En plein mois d’août, les tomates débordent des étals, du panier de l’AMAP ou du jardin, et la même question revient : comment garder ce goût d’été sans tout laisser ramollir dans la corbeille ? Beaucoup pensent qu’il faut un déshydrateur, un appareil en plus, de la place en plus… et un budget en plus. En réalité, un four classique peut très bien faire le travail, à condition de miser sur une température douce et une méthode simple. Résultat : des tomates fondantes, concentrées, parfaites pour booster une salade de pâtes, une burrata ou un sandwich maison. Et attention, après ça, les tomates séchées du commerce paraissent souvent bien fades.
J’ai laissé tomber le déshydrateur : pourquoi le four à petite température fait parfaitement le job
Le déshydrateur a une réputation de champion : chaleur douce, ventilation, séchage régulier. Mais pour des tomates « séchées » façon cuisine du quotidien, le four s’en sort très bien. L’idée n’est pas de faire des chips de tomate, mais d’obtenir des rondelles bien concentrées en goût, encore un peu souples, faciles à glisser dans un bocal.
À petite température, le four retire l’eau progressivement, sans brûler le sucre naturel de la tomate. Et surtout, c’est une solution économique et immédiate : pas besoin d’équipement spécial, on lance une plaque pendant qu’on s’occupe d’autre chose à la maison. En été, c’est aussi une bonne manière de sauver les tomates très mûres : celles qui sont délicieuses mais qui ne tiendront pas deux jours de plus.
Le trio qui change tout : rondelles de tomates, huile d’olive, origan et fleur de sel (et comment bien les choisir)
Le goût se joue avant même d’allumer le four. Pour réussir, il faut des tomates bien mûres, parfumées, pas forcément parfaites, mais pas farineuses. Les variétés charnues donnent un résultat plus « confit », tandis que des tomates plus juteuses demandent juste un peu plus d’attention au séchage. L’important : qu’elles aient du goût dès le départ, parce que le four va l’amplifier.

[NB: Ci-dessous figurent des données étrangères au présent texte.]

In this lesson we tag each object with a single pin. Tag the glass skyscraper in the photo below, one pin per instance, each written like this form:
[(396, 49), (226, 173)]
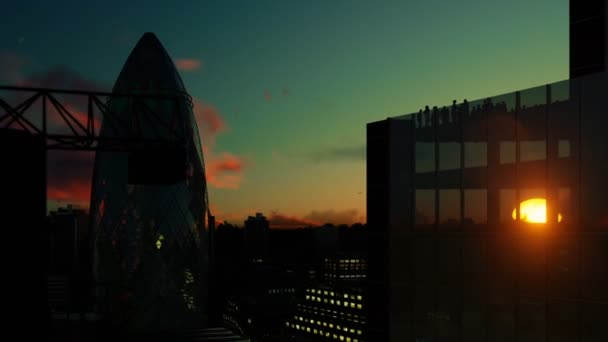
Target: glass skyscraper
[(150, 259)]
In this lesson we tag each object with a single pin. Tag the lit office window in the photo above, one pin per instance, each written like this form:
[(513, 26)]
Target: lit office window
[(449, 156), (449, 207), (533, 150), (475, 206), (563, 148), (425, 206), (507, 152), (425, 157), (475, 154), (506, 204)]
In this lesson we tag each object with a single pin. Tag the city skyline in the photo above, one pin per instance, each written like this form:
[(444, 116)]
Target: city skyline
[(280, 102)]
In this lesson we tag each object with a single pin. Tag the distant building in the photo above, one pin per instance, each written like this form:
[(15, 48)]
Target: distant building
[(345, 270), (263, 301), (487, 219), (256, 237), (69, 257), (334, 310)]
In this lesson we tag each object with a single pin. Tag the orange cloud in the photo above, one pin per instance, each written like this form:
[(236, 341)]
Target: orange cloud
[(278, 220), (69, 177), (187, 64), (316, 218), (11, 64), (224, 170), (348, 216)]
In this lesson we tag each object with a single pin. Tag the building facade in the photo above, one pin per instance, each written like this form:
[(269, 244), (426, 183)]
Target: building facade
[(334, 309), (486, 218), (256, 237), (150, 259)]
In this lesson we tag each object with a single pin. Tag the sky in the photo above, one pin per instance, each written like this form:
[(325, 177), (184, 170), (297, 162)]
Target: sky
[(284, 89)]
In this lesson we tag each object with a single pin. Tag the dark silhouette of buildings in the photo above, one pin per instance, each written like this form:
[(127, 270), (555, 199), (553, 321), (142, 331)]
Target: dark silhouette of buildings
[(150, 244), (22, 213), (491, 225), (70, 278)]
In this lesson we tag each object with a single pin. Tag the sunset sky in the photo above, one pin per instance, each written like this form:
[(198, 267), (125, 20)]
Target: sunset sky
[(283, 89)]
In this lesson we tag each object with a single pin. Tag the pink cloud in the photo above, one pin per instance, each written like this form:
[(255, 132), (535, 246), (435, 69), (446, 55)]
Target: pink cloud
[(278, 220), (187, 64), (224, 170), (11, 65)]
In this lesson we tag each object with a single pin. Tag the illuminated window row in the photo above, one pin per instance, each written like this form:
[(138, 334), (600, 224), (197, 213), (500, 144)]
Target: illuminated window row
[(321, 311), (329, 325), (322, 332), (331, 293), (276, 291), (336, 302)]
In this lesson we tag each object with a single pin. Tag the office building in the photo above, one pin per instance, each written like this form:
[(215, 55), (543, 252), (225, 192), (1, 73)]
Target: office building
[(486, 218), (149, 228), (333, 310), (256, 237)]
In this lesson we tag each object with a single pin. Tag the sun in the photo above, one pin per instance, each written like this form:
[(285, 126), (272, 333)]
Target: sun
[(534, 210)]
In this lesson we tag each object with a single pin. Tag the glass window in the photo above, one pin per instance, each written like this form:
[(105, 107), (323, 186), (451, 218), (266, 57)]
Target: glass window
[(475, 206), (560, 91), (507, 152), (564, 211), (533, 150), (533, 97), (507, 205), (475, 154), (425, 157), (425, 206), (563, 148), (449, 207), (449, 156)]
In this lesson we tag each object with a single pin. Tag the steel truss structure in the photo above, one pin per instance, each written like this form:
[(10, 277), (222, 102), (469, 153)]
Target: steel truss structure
[(83, 134)]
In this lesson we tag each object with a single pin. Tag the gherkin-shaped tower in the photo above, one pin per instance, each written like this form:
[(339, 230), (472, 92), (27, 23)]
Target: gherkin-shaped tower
[(149, 240)]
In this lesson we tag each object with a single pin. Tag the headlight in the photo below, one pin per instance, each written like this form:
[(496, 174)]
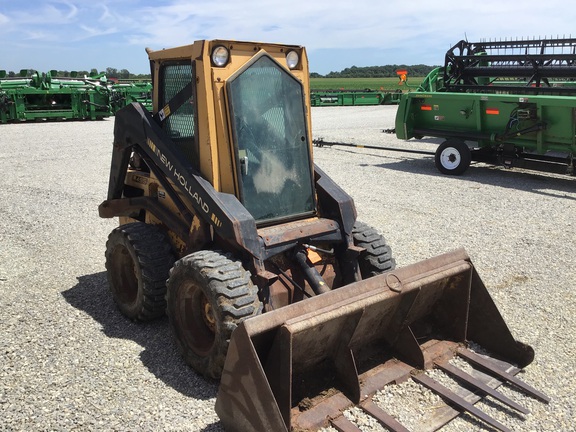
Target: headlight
[(220, 56), (292, 59)]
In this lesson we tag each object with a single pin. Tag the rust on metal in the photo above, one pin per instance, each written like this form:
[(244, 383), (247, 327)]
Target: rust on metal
[(479, 385), (460, 402), (299, 367), (486, 364)]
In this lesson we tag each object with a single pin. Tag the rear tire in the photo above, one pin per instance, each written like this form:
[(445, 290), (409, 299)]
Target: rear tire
[(208, 296), (138, 259), (452, 157), (377, 258)]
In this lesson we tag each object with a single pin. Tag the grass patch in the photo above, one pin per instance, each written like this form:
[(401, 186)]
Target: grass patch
[(389, 83)]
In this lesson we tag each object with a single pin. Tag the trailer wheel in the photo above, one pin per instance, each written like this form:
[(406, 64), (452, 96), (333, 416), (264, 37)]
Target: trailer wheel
[(208, 296), (138, 259), (452, 157), (378, 255)]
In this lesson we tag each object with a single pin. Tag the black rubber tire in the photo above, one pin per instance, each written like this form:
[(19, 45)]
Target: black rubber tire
[(208, 296), (378, 255), (138, 261), (452, 157)]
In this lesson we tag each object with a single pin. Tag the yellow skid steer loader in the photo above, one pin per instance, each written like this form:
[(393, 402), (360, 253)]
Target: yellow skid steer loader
[(268, 279)]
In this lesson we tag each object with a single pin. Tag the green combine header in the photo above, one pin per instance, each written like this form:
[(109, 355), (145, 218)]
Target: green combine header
[(43, 96), (511, 103)]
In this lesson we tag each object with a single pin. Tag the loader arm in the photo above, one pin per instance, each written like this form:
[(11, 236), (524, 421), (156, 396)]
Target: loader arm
[(136, 130)]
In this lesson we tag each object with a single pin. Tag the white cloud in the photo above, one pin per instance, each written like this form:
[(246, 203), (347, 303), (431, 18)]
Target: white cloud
[(398, 31)]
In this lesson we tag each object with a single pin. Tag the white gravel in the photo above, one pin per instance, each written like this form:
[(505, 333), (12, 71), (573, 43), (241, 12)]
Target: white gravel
[(70, 361)]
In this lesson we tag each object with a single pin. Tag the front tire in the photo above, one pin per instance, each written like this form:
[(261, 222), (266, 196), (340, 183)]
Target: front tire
[(452, 157), (208, 296), (138, 259), (377, 258)]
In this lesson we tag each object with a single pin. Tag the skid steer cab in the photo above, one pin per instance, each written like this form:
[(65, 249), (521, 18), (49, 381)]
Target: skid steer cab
[(255, 254)]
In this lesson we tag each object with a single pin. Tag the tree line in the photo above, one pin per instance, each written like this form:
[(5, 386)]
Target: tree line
[(377, 71), (351, 72)]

Côté assaisonnement, c’est la combinaison la plus simple qui fait la différence : huile d’olive pour enrober et arrondir, origan pour la note méditerranéenne, et fleur de sel pour relever sans agresser. Pas besoin d’en faire trop : mieux vaut rester sobre et laisser la tomate parler. Une fois qu’on a ce trio-là, les usages deviennent infinis, de la focaccia à la salade de haricots verts, très de saison en août.
150°C, 1h30, et zéro stress : la méthode simple au four pour des tomates séchées régulières et savoureuses
La méthode fonctionne avec un four classique, en misant sur la régularité. Voici la base, claire et efficace, avec des quantités faciles à adapter selon la récolte du jour.
- 800 g de tomates bien mûres
- 2 cuillères à soupe d’huile d’olive
- 1 cuillère à café d’origan séché
- 2 pincées de fleur de sel
Couper les tomates en rondelles d’environ 5 à 7 mm, puis les disposer sur une plaque recouverte de papier cuisson, sans les superposer. Arroser d’un filet d’huile d’olive, ajouter l’origan et la fleur de sel. Enfourner à 150 °C pendant environ 1 h 30, jusqu’à ce qu’elles soient fondantes et légèrement séchées : elles doivent avoir perdu une bonne partie de leur eau, mais rester souples.
Le repère simple : if les rondelles se manipulent sans se déchirer et qu’elles ne rendent presque plus de jus, c’est bon. Selon l’épaisseur, la variété et le four, un petit ajustement peut être utile. L’objectif reste le même : une texture concentrée, pas cassante. Laisser refroidir sur la plaque permet aussi de stabiliser la texture avant le bocal.
Le vrai secret, c’est la conservation : bocal stérilisé, tomates couvertes d’huile, frigo et usages gourmands au quotidien
Le goût, c’est une chose. La réussite sur la durée, c’en est une autre. Le point clé, c’est la conservation : un bocal stérilisé (bien propre, ébouillanté puis séché) et des tomates entièrement couvertes d’huile d’olive. On les tasse doucement, on ajoute de l’huile jusqu’à ne plus voir dépasser la moindre rondelle. Cette barrière d’huile évite que l’air ne vienne altérer la préparation.
Ensuite, direction le réfrigérateur, en vérifiant que les tomates restent toujours recouvertes. Au quotidien, elles se glissent partout : dans une salade de pâtes froide, sur une burrata, dans un sandwich au jambon cru, sur une tartine grillée, dans une omelette, ou en topping sur une focaccia. Bonus : l’huile parfumée restante devient une petite merveille pour assaisonner une salade de tomates fraîches ou des légumes rôtis. Alors, à l’échelle d’un été, pourquoi ne pas transformer chaque surplus de tomates mûres en bocal prêt à sauver les repas pressés ?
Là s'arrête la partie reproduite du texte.